Après une autorisation délivrée tardivement par les autorités, ils étaient plusieurs centaines - entre 300 et 500 Sénégalais - venus répondre à l'appel du mouvement des Forces vives du Sénégal F24, un collectif qui regroupe des dizaines d'organisations politiques et de défense des droits de l'homme.
Brandissant des banderoles aux couleurs du Sénégal, ces manifestants ont demandé la libération de ceux qu'ils qualifient de « détenus d'opinion ». Beaucoup de jeunes, des partisans du Pastef, le parti d'Ousmane Sonko, et des leaders de ce parti dissous, font partie du millier de personnes toujours derrière les barreaux à Dakar, mais aussi dans d'autres villes du pays, selon les organisateurs de cette marche.

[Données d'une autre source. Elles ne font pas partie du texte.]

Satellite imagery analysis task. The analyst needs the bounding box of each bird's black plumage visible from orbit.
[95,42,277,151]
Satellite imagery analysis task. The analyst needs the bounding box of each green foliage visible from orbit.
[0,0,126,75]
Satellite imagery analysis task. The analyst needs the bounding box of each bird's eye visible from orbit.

Kilifeu, chanteur de rap et parmi les membres-fondateurs du mouvement Y en a marre, était dans la rue : « Ils ont tout tenté pour nous décourager. Nous n'allons jamais arrêter de nous mobiliser, de manifester pour réclamer justice. »

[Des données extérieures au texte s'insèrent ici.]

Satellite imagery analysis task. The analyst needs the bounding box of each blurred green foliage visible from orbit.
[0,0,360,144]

Mame Diara, mère de famille, a vu son cousin de 21 ans se faire arrêter à l'université en juin, mais aussi beaucoup d'autres. Elle assure que leur seul crime a été de soutenir l'opposition. Elle est écoeurée : « Ce n'est pas normal, ils n'ont rien fait ! On prend les gens et on les met en prison comme ça ! Il y en a beaucoup, beaucoup. Des enfants, des jeunes de 21 ans, des enfants qui vont à l'école, des étudiants, des mamans ! Ça fait mal au coeur. »
« Libérez Sonko ! »
« Ils sont détenus depuis plusieurs mois sans même avoir vu un juge », s'est insurgé le père d'un jeune homme arrêté depuis plus d'un an et demi déjà et toujours en détention préventive.
Beaucoup de manifestants ont aussi brandi des pancartes à l'effigie d'Ousmane Sonko. À leur passage, Alpha Dieng est sorti pour apporter son soutien : « Je suis un ancien conseiller du président Senghor. La façon dont on traite les opposants n'est pas normale ! Il faut qu'on libère Sonko, on n'est pas arrivé à prouver ce qu'on lui reproche ! Sa seule faute est d'autre un opposant, l'opposant le plus dangereux du Sénégal. »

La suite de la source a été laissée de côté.